We have previously reported that fludarabine, an adenine nucleoside analogue, significantly enhances radiation-induced tumor regrowth delay and local cure in several mouse tumors. Although fludarabine potentiated tumor regrowth delay at various times from -36 h to +6 h in a SA-NH mouse sarcoma model, the greatest enhancement was observed when fludarabine was administered 24 h before irradiation. The purpose of this study was to understand the basis for in vivo enhancement of radiation efficacy by fludarabine. To examine the effect of fludarabine on DNA synthesis and cell cycle progression, tumor-bearing mice were given fludarabine by an i.p. route and then bromodeoxyuridine at various times up to 36 h, followed 0.5 h later by tumor harvest Two-parameter flow cytometry analysis of the tumor cells using an anti-bromodeoxyuridine antibody demonstrated that an 800-mg/kg fludarabine dose stops DNA synthesis within 3 h with recovery starting at 12 h. By 24 h after fludarabine treatment, a synchronized wave of cycling tumor cells appeared in G₂-M phase. The degree of DNA synthesis shutdown and the timing of the reinitiation of DNA synthesis and cell cycle progression were all fludarabine dose dependent. Interestingly, DNA synthesis reinitiated only at the G₁-S boundary; cells in the S phase at the time of fludarabine administration appeared to disappear from the tumor population. To confirm these observations more directly, we pretreated tumor-bearing mice i.p. with chlorodeoxyuridine to mark the cells in the S phase, gave them fludarabine 0.5 h later, and then gave them iododeoxyuridine 0.5 h before tumor harvest Flow cytometry analysis using antibodies specific for chlorodeoxyuridine- and lododeoxyuridined-labeled cells confirmed that cells in the S phase at the time of fludarabine administration never reinitiated DNA synthesis and disappeared from the tumor population.
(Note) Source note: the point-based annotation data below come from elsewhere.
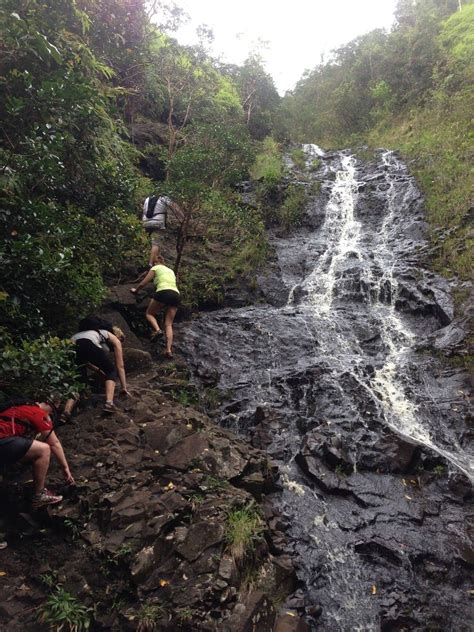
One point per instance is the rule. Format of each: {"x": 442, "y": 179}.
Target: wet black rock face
{"x": 337, "y": 380}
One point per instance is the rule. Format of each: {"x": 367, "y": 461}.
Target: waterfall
{"x": 336, "y": 371}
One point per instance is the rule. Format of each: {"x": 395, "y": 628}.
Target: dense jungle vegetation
{"x": 101, "y": 106}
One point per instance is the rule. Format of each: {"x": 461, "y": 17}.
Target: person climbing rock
{"x": 92, "y": 346}
{"x": 166, "y": 296}
{"x": 16, "y": 422}
{"x": 154, "y": 218}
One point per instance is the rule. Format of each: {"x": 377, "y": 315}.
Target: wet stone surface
{"x": 146, "y": 526}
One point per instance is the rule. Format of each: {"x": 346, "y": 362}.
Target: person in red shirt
{"x": 16, "y": 423}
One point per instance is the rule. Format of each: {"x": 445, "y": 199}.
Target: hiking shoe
{"x": 109, "y": 407}
{"x": 45, "y": 498}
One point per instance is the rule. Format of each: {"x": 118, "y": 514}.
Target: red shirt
{"x": 37, "y": 421}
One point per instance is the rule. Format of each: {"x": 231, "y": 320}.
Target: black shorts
{"x": 88, "y": 353}
{"x": 12, "y": 449}
{"x": 170, "y": 298}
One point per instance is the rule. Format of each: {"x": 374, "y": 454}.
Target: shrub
{"x": 39, "y": 368}
{"x": 243, "y": 530}
{"x": 63, "y": 612}
{"x": 268, "y": 165}
{"x": 299, "y": 158}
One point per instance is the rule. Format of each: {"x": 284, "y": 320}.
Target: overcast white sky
{"x": 297, "y": 31}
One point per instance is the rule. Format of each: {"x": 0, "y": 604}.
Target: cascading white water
{"x": 341, "y": 232}
{"x": 312, "y": 363}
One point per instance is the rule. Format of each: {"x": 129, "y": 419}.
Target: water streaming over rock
{"x": 329, "y": 381}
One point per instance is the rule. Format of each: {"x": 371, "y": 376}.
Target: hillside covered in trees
{"x": 345, "y": 498}
{"x": 100, "y": 106}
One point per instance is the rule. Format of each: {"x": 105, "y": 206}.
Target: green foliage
{"x": 62, "y": 611}
{"x": 268, "y": 165}
{"x": 148, "y": 617}
{"x": 38, "y": 368}
{"x": 299, "y": 158}
{"x": 244, "y": 529}
{"x": 214, "y": 484}
{"x": 293, "y": 208}
{"x": 69, "y": 182}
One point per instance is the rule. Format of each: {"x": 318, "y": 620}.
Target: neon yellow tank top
{"x": 165, "y": 278}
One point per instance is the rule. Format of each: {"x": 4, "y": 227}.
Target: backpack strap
{"x": 150, "y": 209}
{"x": 20, "y": 422}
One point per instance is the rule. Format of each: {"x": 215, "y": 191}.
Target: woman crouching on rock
{"x": 166, "y": 296}
{"x": 90, "y": 352}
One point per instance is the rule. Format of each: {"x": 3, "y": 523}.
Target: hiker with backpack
{"x": 166, "y": 296}
{"x": 154, "y": 219}
{"x": 95, "y": 338}
{"x": 19, "y": 418}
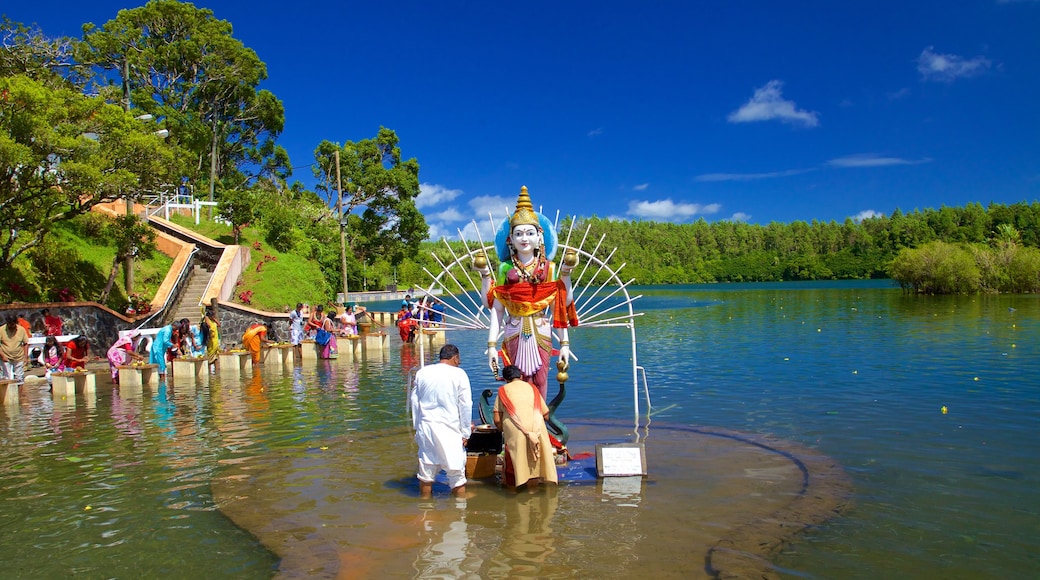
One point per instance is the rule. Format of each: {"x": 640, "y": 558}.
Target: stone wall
{"x": 99, "y": 324}
{"x": 236, "y": 318}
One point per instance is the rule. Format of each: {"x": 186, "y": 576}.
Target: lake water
{"x": 120, "y": 485}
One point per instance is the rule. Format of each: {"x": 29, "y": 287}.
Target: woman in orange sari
{"x": 253, "y": 340}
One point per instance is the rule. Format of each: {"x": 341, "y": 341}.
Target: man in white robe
{"x": 442, "y": 410}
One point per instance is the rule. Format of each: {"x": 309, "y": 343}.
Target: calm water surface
{"x": 118, "y": 486}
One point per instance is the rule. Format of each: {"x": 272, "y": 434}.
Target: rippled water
{"x": 118, "y": 485}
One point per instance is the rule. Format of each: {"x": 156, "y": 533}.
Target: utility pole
{"x": 128, "y": 264}
{"x": 342, "y": 226}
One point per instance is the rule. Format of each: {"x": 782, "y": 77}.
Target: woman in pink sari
{"x": 122, "y": 353}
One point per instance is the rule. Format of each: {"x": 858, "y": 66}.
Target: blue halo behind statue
{"x": 548, "y": 234}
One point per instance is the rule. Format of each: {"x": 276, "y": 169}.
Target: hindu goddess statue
{"x": 527, "y": 285}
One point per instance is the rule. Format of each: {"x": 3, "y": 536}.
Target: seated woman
{"x": 407, "y": 325}
{"x": 122, "y": 353}
{"x": 210, "y": 328}
{"x": 254, "y": 339}
{"x": 161, "y": 344}
{"x": 347, "y": 321}
{"x": 53, "y": 358}
{"x": 323, "y": 336}
{"x": 77, "y": 352}
{"x": 520, "y": 414}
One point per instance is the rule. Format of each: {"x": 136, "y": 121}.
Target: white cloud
{"x": 749, "y": 177}
{"x": 498, "y": 206}
{"x": 667, "y": 210}
{"x": 450, "y": 214}
{"x": 487, "y": 233}
{"x": 897, "y": 95}
{"x": 432, "y": 194}
{"x": 769, "y": 104}
{"x": 946, "y": 68}
{"x": 873, "y": 160}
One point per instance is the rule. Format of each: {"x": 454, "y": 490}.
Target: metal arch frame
{"x": 591, "y": 306}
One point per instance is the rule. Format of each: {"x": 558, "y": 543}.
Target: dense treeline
{"x": 986, "y": 238}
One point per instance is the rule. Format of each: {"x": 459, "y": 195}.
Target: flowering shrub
{"x": 18, "y": 289}
{"x": 65, "y": 295}
{"x": 266, "y": 259}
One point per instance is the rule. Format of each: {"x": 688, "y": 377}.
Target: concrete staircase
{"x": 188, "y": 307}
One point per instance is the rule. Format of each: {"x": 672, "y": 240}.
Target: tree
{"x": 133, "y": 238}
{"x": 181, "y": 63}
{"x": 238, "y": 207}
{"x": 27, "y": 51}
{"x": 62, "y": 153}
{"x": 383, "y": 187}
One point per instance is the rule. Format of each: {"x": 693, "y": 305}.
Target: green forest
{"x": 163, "y": 97}
{"x": 950, "y": 249}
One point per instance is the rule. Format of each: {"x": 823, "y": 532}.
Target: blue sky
{"x": 746, "y": 110}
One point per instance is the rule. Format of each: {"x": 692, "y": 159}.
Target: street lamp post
{"x": 342, "y": 225}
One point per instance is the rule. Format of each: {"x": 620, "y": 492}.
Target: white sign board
{"x": 620, "y": 458}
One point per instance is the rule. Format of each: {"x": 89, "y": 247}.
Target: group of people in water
{"x": 56, "y": 354}
{"x": 323, "y": 327}
{"x": 427, "y": 311}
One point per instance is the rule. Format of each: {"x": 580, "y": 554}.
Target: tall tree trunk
{"x": 111, "y": 281}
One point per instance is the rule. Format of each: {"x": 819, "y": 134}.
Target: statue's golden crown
{"x": 524, "y": 214}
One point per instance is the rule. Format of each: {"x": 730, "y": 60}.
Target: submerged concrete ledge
{"x": 717, "y": 503}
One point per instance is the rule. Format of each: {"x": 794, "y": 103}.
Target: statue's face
{"x": 525, "y": 238}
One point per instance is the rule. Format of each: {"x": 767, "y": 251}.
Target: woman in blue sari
{"x": 325, "y": 337}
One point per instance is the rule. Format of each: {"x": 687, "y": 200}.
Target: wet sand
{"x": 716, "y": 504}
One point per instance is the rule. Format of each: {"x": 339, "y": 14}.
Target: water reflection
{"x": 858, "y": 374}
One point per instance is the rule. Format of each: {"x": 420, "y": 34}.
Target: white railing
{"x": 165, "y": 202}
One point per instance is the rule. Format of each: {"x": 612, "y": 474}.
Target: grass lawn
{"x": 273, "y": 282}
{"x": 73, "y": 263}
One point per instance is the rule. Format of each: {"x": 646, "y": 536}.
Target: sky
{"x": 745, "y": 110}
Immunohistological analysis of tumor sections obtained after fludarabine administration demonstrated that prelabeled S-phase cells took on an apoptotic appearance and gradually disappeared from the tumors. An in situ DNA end labeling assay demonstrated DNA fragmentation in these morphologically apoptotic cells. These results suggest that the mechanism of fludarabine enhancement of radiation response involves induced S-phase cell loss through an apoptotic pathway and subsequent synchronization of the remaining cells to a more radiosensitive cell cycle phase at the time of irradiation.